Anche la sua mente non era al massimo della lucidità.
Averla rivista, la sera prima, solo di sfuggita, mentre si recava a casa di sua madre per la solita cena settimanale assieme a Georg Gustav e Diane, lo aveva spiazzato.
Erano passati quattro anni e troppe cose lo legavano a quella figuretta smunta e pallida che stava ferma accanto a sua nonna, gli occhi bassi, l’ espressione spenta sul viso incredibilmente magro e pallido che creava un insopportabile contrasto con gli insolitamente lunghi capelli corvini che la ricoprivano fino a metà schiena come un oscuro sudario.

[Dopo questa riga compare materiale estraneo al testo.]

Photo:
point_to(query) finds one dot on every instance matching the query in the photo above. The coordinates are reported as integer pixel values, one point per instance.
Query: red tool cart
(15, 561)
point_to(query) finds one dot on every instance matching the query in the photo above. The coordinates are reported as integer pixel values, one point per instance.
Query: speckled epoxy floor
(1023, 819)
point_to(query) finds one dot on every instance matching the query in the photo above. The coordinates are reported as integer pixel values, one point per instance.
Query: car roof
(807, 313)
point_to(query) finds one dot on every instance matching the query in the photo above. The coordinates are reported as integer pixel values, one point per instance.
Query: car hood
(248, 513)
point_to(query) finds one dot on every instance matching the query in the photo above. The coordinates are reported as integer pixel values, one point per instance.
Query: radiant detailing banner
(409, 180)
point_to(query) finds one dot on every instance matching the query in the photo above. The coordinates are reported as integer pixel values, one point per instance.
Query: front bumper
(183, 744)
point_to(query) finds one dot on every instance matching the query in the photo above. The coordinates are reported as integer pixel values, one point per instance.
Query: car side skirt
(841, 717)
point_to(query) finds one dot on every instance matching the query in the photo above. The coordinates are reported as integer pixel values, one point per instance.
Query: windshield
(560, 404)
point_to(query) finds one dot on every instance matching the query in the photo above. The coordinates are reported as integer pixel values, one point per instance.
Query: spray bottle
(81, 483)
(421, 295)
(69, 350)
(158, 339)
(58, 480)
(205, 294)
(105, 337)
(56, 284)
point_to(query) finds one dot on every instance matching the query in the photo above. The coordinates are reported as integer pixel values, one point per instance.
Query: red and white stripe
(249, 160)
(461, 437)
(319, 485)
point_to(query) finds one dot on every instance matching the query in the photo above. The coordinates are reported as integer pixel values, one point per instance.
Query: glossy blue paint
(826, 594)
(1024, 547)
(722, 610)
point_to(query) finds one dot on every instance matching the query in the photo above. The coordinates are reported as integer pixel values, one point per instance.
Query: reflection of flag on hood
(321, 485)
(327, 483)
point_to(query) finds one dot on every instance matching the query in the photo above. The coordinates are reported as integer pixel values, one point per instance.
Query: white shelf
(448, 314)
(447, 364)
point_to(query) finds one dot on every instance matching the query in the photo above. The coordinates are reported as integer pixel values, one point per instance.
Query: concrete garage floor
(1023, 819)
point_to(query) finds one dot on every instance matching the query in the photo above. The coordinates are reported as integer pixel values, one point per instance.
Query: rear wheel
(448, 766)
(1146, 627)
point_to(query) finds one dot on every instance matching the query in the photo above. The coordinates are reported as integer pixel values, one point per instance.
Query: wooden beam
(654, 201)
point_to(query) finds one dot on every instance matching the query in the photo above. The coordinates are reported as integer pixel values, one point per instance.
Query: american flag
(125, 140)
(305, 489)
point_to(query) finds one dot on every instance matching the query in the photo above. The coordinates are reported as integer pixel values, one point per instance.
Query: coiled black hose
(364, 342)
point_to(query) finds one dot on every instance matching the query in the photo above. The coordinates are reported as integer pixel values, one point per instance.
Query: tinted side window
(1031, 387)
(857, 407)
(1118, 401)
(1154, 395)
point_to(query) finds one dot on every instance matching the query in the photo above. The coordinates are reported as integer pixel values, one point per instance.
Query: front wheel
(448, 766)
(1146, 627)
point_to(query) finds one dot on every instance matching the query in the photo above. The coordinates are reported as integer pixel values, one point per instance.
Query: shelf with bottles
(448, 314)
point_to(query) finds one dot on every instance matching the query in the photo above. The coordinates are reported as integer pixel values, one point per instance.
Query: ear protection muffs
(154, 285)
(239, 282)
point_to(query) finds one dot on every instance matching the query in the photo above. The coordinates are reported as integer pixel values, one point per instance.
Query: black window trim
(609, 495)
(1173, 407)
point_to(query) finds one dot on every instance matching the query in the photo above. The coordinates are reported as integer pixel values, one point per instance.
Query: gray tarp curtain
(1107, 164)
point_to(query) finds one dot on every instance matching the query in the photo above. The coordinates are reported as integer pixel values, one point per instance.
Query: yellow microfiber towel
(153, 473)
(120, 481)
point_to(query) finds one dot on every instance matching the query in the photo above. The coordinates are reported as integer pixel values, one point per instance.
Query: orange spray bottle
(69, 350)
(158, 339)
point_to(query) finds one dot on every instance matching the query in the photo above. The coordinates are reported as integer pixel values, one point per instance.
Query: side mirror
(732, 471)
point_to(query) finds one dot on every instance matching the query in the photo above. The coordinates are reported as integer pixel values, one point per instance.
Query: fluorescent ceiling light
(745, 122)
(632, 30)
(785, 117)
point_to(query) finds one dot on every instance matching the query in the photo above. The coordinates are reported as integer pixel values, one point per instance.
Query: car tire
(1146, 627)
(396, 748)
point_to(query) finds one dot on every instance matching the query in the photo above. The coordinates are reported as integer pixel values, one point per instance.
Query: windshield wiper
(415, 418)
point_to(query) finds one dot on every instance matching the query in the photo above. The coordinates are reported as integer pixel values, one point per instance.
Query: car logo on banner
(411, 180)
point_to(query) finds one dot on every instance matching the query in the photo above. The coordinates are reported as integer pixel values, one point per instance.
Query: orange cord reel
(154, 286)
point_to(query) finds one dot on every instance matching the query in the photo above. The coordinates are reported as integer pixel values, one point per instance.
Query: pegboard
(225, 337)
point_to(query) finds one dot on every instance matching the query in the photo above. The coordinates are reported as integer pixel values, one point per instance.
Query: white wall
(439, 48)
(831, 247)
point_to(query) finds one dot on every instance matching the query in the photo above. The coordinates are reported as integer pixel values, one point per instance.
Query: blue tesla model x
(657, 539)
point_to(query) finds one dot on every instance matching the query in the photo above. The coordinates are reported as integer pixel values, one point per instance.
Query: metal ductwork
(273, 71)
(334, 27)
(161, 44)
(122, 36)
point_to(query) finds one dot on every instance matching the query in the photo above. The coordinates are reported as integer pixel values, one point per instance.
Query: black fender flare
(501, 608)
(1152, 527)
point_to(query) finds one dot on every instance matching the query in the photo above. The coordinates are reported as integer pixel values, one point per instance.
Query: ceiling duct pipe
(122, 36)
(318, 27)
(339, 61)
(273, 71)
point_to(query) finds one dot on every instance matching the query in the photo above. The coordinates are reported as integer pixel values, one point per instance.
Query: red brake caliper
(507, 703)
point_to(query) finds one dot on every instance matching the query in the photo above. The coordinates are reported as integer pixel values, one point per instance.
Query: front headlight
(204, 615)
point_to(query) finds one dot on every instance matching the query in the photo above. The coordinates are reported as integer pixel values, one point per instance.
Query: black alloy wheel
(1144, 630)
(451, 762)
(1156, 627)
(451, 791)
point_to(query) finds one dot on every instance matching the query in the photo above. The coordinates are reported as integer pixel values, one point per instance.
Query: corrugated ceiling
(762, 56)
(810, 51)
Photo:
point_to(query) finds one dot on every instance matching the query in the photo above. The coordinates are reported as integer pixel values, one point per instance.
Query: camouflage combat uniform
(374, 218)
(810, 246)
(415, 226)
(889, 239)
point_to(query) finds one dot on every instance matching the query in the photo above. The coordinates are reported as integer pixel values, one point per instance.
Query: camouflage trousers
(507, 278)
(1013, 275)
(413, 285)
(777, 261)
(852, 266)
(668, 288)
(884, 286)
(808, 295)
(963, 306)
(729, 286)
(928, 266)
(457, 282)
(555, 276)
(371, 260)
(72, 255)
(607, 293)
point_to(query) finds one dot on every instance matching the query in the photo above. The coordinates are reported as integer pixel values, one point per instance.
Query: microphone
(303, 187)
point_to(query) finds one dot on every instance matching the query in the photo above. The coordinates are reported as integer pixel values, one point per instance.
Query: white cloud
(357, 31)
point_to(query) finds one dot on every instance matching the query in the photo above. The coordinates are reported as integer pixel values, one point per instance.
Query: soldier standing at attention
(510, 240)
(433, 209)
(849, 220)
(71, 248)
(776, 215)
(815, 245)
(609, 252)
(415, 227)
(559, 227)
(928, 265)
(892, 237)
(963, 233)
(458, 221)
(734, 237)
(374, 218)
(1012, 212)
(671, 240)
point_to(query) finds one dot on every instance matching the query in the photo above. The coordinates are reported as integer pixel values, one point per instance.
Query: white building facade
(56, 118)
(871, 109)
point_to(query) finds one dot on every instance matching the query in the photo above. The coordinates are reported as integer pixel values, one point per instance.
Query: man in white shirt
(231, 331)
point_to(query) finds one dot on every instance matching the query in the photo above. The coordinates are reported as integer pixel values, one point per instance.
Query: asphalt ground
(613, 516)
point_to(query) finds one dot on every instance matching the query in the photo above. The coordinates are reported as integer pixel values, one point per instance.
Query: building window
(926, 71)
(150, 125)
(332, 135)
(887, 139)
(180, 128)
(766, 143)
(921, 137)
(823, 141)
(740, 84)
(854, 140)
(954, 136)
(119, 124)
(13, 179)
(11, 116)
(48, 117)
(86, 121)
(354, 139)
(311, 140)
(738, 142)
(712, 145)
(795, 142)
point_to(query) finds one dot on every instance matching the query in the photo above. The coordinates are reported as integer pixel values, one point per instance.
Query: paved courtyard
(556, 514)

Era rimasto immobile, indeciso se scendere o meno dalla macchina di Georg, insicuro di sé, della sua capacità di affrontare quel fantasma che sembrava essere riapparso dal nulla al solo scopo di tormentarlo, con quella valanga di ricordi legati ad ogni minimo particolare del suo corpo che lui stava osservando, travolgendolo impietosa.
Quel profilo dolce, il collo esile, le mani piccole ma dalle dita affusolate, la pelle chiara …
E quegli occhi blu che lui ricordava perfettamente in ogni minima sfumatura.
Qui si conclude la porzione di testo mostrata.